Le sujet est très délicat. Peu après l'éboulement qui a enseveli Blatten, de nombreux habitants ont posé des questions qui fâchent: doit-on encore pouvoir habiter de telles régions? Si oui, à quel prix? Ne vaudrait-il pas mieux évacuer certaines hautes vallées? «Non!», leur crie-t-on depuis le Valais. La conseillère d'Etat Franziska Biner juge cette attitude «impertinente».

Tout le monde est d'accord sur le fait que la population des montagnes doit être protégée. Mais comment? Et surtout, avec quel budget? Dans les pages de la «Neue Zürcher Zeitung», le conseiller aux Etats du Centre Beat Rieder parle d'un «processus de désintégration». Selon lui, si la Suisse ne veut pas assurer ses montagnards, elle est fichue.

L'homme contre la montagne

Ces réactions ne surprennent pas l'historien Jon Mathieu. Il a consacré toute sa vie professionnelle à la recherche sur les habitants des montagnes. «En vérité, les craintes de dépeuplement existent en ce qui concerne les Alpes suisses depuis le 19e siècle, et elles s'activent à chaque fois lors d'un événement comme celui de Blatten.»

La vie dans les montagnes a longtemps été rude. Les dangers naturels constituaient une menace permanente.
Photo: Keystone

De tout temps, les Alpes se sont dressées contre les hommes. Par des éboulements, des coulées de boue, des avalanches. Rien que pendant le petit âge glaciaire (1350-1860), les glaciers sont descendus très loin et ont détruit de nombreuses fermes, églises, voire parfois des villages entiers.

Les humains ont exprimé leurs peurs de la montagne dans plusieurs légendes. A l'heure d'aujourd'hui, celle intitulée «Der Untergang von Lötschen» («Le naufrage de Lötschen» en français») sonne comme une prophétie: «Blatten est miné par les escargots blancs. Le glacier suspendu frappera Wiler. Et Kippel, construite sur des aulnes noirs, sera emportée par la Lonza».

La conquête de l'Amérique

Ces dangers mortels sont inscrits dans l'ADN des montagnards. D'autant plus qu'au 19e siècle, un autre phénomène bouleverse le monde: la révolution industrielle. Elle donne aux villes de Suisse un essor économique et prive par conséquent les montagnes d'habitants qui y trouvaient du travail. Et leur exode dépasse parfois les frontières helvétiques.

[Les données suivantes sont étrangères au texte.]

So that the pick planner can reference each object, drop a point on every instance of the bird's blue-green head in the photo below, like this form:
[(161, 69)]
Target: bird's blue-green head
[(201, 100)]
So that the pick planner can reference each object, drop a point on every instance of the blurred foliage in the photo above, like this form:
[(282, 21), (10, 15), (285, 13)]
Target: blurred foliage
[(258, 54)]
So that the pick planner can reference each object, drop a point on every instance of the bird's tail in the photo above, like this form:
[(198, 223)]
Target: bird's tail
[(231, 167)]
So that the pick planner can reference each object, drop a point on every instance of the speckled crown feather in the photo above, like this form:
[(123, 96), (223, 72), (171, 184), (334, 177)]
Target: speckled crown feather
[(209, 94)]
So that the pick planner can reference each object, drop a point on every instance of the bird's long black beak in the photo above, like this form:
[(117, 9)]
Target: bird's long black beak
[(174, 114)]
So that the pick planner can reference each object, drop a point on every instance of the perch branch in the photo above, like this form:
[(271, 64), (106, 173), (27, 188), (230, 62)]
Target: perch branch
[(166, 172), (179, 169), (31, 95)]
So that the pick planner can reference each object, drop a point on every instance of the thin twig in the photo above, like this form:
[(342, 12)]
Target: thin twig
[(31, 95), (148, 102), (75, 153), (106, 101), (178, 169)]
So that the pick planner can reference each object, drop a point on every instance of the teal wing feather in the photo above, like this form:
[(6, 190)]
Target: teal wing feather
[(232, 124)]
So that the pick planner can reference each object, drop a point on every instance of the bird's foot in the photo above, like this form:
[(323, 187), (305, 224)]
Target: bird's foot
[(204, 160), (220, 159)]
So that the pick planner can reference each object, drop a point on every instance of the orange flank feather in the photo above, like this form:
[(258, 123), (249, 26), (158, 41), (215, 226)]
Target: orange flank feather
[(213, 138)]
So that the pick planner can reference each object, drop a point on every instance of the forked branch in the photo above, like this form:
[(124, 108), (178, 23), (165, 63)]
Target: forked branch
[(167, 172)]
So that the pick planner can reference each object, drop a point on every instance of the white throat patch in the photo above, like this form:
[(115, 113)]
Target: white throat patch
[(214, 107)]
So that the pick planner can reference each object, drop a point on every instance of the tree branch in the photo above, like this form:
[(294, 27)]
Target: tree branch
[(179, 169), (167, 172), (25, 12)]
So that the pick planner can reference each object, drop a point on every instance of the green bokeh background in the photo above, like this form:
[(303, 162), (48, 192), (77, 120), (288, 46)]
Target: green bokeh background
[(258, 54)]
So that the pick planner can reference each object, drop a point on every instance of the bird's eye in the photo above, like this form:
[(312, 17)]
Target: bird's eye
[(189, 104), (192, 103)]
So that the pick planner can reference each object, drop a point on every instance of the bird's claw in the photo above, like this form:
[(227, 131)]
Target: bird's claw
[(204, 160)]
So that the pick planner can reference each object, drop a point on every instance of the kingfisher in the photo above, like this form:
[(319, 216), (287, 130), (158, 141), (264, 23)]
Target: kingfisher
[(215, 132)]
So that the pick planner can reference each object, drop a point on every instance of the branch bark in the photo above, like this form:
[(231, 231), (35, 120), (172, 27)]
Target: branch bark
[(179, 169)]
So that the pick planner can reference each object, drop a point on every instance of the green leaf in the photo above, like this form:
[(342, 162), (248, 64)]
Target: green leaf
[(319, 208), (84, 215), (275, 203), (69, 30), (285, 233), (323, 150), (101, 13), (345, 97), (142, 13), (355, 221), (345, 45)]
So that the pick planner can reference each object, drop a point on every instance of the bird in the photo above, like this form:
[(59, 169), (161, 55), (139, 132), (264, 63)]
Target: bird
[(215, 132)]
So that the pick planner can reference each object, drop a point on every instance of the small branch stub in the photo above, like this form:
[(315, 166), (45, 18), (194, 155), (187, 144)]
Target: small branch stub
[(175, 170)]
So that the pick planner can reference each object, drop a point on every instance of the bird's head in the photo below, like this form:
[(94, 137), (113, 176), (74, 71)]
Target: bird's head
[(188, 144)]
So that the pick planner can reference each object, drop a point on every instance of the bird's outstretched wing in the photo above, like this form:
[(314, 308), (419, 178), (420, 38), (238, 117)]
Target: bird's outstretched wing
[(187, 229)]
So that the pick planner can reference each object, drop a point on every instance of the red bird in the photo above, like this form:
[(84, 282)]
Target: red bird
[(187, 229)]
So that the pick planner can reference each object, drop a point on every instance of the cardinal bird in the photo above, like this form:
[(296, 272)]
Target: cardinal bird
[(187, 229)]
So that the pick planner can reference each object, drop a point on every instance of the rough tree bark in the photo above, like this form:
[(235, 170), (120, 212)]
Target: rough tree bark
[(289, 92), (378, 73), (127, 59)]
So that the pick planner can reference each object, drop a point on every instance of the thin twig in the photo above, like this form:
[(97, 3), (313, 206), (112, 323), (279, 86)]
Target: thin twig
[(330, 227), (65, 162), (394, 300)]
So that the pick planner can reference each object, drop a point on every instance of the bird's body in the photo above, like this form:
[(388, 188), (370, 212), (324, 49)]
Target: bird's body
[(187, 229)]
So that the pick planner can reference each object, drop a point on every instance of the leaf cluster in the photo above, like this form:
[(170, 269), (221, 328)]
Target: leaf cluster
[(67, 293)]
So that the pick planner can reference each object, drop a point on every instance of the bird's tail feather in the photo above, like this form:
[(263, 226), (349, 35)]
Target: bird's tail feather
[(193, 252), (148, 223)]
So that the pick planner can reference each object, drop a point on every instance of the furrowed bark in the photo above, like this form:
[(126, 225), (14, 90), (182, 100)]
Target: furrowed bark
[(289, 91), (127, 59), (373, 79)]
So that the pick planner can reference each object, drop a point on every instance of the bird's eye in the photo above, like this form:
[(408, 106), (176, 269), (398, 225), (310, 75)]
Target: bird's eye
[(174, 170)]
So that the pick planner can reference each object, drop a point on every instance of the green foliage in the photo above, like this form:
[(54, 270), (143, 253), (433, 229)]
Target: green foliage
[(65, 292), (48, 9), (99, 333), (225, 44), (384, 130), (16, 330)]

Selon l'historien Jon Mathieu, à partir de la fin du 19e siècle, des montagnards traversent l'Atlantique. Les Valaisans fondent notamment des colonies en Argentine, tandis les Tessinois et les Glaronais immigrent aux Etats-Unis. La part des habitants des Alpes dans la population totale fond comme neige au soleil entre 1850 et 1950, de 19 à 15%.

Comment lutter contre le dépeuplement des Alpes?

Cette désertion de la montagne inquiète. Une croix de pierre géante, qui se trouve aujourd'hui dans le canton d'Uri sur le Piz Calmot, en est le symbole. Les montagnards ont érigé ce monument en l'honneur du journaliste et ancien conseiller national Georg Baumberger (1855-1931). L'inscription «Ex montibus salus» qui y est gravée signifie « Le salut vient des montagnes ».

En 1926, cet homme politique porte au Palais fédéral une préoccupation dont personne ne se soucie en plaine à cette époque: le dépeuplement des montagnes. Il demande une enquête qui permettrait de connaître précisément le nombre d'habitants, leur manière de vivre, la nature de leur travail et la santé de leur économie. En d'autres termes, Georg Baumberger veut savoir à quel niveau cette population a besoin d'aide.

Au début du 20e siècle, la pauvreté était omniprésente dans les montagnes.
Photo: Keystone

Sous la Coupole, il tient en outre un discours d'avertissement: «Si notre génération devait capituler sans se battre, sans même oser faire une tentative sérieuse pour empêcher ce désastre... ce serait indigne de nous, presque lâche».

«Ils ne sont pas seuls»

Les mots du conseiller national font mouche et toute la Suisse s'inquiète soudainement pour ses montagnards. Les journaux en remplissent leurs colonnes: La «NZZ» évoque les «dangers» et le «pain quotidien» que les Alpes apporteraient aux hommes.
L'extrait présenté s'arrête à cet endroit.